Pre-Training with Whole Word Masking for Chinese BERT (Cui et al., 2021)
Citation
Cui, Y., Che, W., Liu, T., Qin, B., & Yang, Z. (2021). Pre-training with whole word masking for chinese bert. IEEE/ACM Transactions on Audio, Speech, and Language Processing, 29, 3504-3514.
My thoughts
BERT
- Designed to pretrain deep bidirectional representations by jointly conditioning on both left and right context in all Transformer layers
- 2 pre-training tasks
- Masked Language Model (MLM)
- randomly masks some of the tokens from the input, and the objective is to predict the original word based only on its context
- Next Sentence Prediction (NSP)
- to predict whether sentence B is the next sentence of sentence A
- Masked Language Model (MLM)
Chinese BERT
- whole word masking (wwwm)
- Instead of randomly selecting WordPiece tokens to mask, always mask all of the tokens corresponding to a whole word at once.

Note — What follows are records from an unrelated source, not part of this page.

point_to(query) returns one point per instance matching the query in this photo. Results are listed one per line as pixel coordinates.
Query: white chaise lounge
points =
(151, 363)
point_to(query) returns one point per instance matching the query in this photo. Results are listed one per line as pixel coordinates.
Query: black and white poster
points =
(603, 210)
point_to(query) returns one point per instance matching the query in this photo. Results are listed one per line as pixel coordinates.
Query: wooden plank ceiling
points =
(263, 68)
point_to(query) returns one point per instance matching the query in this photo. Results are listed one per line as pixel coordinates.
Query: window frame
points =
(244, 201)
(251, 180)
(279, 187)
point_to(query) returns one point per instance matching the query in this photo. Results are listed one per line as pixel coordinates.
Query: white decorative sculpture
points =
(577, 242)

- force the model to recover the whole word in the MLM pre-training task instead of just recover the whole word in the MLM pre-training taks instead of just recovering WordPiece tokens
ERNIE
- Enhanced Representation through kNowledge IntEgration) is designed to optimize the masking process of BERT, which includes entity-level masking and phrase-level masking.
MLM as correction (Mac)
- MLM suffers from the pre-training and fine-tuning discrepancy, where the artificial tokens in the pre-training stage, such as [MASK], never appear in the real downstream fine-tuning task
- MLM as a correction (Mac) as a solution
- in pre-training taks, we do not adopt any pre-defined tokens for masking purposes, but transform the original MLM as a text correction task, and correct the wrong wrod into the correct one.